EU-funded VIVA project to develop 'smarter' glasses
Today’s smart glasses can’t sense whether you’re reading, climbing stairs or drifting off while driving, and they’re often bulky, warm and uncomfortable to wear for extended periods. Some even leave users feeling disoriented or nauseous.
But a new project, VIVA, funded by the European Commission, aims to change this by using the same VCSEL lasers as those in smartphone Face ID systems.
VIVA aims to use light to track eye movements with extreme precision, helping warn us when we’re distracted on the road, easing cognitive strain in complex workplaces and making wearable tech feel far more natural to use.
“For years, eye‑tracking has been stuck in research labs or bulky headsets. With VIVA, we want to improve the end-user experience,” said Thomas Schlebusch, VIVA project coordinator at Bosch Sensortec.
“Laser‑based sensing lets us shrink the hardware to the point where it fits naturally into something as familiar as a pair of glasses. It’s fast, it’s accurate, and it respects your privacy because it doesn’t rely on cameras or photograph your retinas. We’re building something people can genuinely use in the real world, not just in controlled test setups.
“The frame prototypes built within the VIVA project are not consumer products, but research demonstrators built to validate the VIVA eye‑tracking system in real-world conditions. They illustrate what future smart glasses could do once this sensing principle is integrated into next-generation wearable displays.”
One of the project’s first demonstrations is a pair of auto-focal smart glasses that adjust their lenses automatically based on what the wearer is doing, without any buttons, gestures or manual input.
Today’s autofocal systems often rely on bulky video-based eye-tracking or electrical sensors, which can be slow, imprecise or uncomfortable.

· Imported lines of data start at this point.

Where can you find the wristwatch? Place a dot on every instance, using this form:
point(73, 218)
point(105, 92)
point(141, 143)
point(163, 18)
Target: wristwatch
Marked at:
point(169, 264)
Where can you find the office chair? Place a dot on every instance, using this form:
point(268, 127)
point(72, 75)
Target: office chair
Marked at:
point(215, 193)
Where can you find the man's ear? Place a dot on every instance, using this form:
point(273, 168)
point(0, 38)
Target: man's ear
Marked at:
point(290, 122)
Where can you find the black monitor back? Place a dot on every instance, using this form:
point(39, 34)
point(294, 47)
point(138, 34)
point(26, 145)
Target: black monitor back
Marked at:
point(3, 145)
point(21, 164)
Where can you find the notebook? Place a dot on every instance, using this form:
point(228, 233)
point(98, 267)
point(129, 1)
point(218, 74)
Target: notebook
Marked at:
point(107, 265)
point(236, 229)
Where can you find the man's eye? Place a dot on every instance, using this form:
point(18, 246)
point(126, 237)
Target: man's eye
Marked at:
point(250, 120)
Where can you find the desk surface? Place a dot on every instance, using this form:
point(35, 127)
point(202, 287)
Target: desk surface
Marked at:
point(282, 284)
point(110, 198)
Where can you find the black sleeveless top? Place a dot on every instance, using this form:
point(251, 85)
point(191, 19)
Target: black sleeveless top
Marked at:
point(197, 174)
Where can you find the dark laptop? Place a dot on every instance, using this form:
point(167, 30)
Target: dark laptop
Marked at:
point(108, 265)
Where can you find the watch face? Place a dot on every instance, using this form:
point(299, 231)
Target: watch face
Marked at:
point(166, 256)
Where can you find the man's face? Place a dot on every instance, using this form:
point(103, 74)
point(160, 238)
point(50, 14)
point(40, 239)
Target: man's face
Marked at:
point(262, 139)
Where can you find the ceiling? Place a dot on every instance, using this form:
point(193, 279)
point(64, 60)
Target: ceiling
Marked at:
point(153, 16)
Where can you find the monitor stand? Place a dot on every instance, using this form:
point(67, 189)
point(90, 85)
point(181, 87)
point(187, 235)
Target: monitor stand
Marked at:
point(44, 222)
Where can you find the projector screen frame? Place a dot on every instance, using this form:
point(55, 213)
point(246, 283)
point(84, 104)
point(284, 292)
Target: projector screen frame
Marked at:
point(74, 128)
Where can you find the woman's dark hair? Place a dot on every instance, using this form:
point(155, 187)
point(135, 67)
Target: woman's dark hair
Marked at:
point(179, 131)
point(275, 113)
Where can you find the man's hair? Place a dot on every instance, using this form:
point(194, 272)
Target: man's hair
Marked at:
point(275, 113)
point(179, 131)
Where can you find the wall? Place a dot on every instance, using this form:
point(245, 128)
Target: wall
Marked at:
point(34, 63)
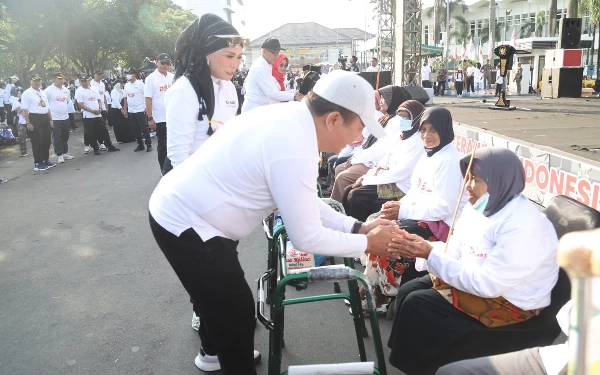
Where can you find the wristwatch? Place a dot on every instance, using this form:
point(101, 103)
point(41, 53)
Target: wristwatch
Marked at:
point(356, 227)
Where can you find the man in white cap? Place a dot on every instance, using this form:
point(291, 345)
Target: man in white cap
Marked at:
point(261, 87)
point(220, 194)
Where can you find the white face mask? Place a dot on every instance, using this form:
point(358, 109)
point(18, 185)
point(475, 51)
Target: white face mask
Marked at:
point(481, 203)
point(405, 124)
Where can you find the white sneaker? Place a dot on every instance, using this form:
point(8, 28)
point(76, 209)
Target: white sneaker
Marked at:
point(209, 363)
point(195, 321)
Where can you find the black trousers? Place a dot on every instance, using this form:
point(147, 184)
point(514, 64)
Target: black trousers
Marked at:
point(161, 139)
point(470, 84)
point(7, 109)
point(211, 273)
point(95, 132)
point(441, 87)
point(40, 137)
point(139, 127)
point(426, 326)
point(60, 133)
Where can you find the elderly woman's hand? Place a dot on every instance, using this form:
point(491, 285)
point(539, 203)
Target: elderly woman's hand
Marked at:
point(410, 246)
point(390, 210)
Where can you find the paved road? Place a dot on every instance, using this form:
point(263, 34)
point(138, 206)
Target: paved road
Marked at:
point(565, 124)
point(85, 290)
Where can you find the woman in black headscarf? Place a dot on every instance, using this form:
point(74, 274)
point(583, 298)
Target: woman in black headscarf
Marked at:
point(364, 158)
point(207, 55)
point(499, 270)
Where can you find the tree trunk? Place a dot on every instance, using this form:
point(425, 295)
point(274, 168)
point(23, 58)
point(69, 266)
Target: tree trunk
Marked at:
point(492, 25)
point(436, 18)
point(552, 18)
point(572, 9)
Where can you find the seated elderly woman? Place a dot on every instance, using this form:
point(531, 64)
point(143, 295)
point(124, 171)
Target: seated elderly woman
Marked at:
point(499, 269)
point(428, 205)
point(390, 177)
point(364, 158)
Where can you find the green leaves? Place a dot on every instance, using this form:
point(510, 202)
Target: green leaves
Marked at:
point(84, 35)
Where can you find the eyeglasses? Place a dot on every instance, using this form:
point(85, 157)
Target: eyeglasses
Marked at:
point(235, 40)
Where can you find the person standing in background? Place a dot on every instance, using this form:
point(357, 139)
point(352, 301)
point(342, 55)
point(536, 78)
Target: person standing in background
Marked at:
point(442, 78)
point(425, 74)
point(58, 101)
point(38, 118)
point(135, 106)
point(155, 88)
point(518, 78)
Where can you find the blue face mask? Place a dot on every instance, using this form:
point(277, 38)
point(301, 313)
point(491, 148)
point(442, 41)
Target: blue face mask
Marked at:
point(481, 203)
point(405, 124)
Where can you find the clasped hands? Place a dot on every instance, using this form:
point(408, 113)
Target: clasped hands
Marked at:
point(385, 238)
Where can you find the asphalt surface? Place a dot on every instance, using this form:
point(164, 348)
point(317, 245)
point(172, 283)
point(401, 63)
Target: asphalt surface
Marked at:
point(85, 290)
point(571, 125)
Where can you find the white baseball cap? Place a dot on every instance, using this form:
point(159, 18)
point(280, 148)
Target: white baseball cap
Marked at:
point(354, 93)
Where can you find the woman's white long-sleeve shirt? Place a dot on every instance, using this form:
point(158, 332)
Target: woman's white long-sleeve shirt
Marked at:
point(436, 183)
point(377, 151)
point(400, 159)
point(185, 133)
point(510, 254)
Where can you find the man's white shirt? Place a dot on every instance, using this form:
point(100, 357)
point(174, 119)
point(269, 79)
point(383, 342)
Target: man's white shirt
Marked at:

VIVA replaces all of that with laser-based eye-tracking, small enough to fit inside everyday eyewear, enabling the glasses to detect when a user begins reading – a behaviour marked by distinctive, well-studied eye-movement patterns – and instantly sharpen the lenses for close-up vision.
The system aims for over 95 percent reliability, a >100 Hz gaze-angle detection rate, and robustness to false triggers, such as simply glancing downward.
The consortium is currently developing prototypes and performing system-level integration tests. Initial applications are anticipated in automotive and industrial settings, where reliability and privacy are critical, while integration with consumer-grade smart glasses remains a longer-term goal.
Bosch Sensortec GmbH coordinates the VIVA project in Reutlingen, Germany, and brings together 13 partners from seven countries, including TRUMPF Photonic Components, Sigma Connectivity, NIL Technology, Morrow, RWTH Aachen University, the Technical University of Munich, Universidad Pública de Navarra and TNO. The consortium spans Europe’s leading expertise in photonics, sensing, software and advanced manufacturing – a collaborative effort to push eye‑tracking technology out of the lab and into everyday devices.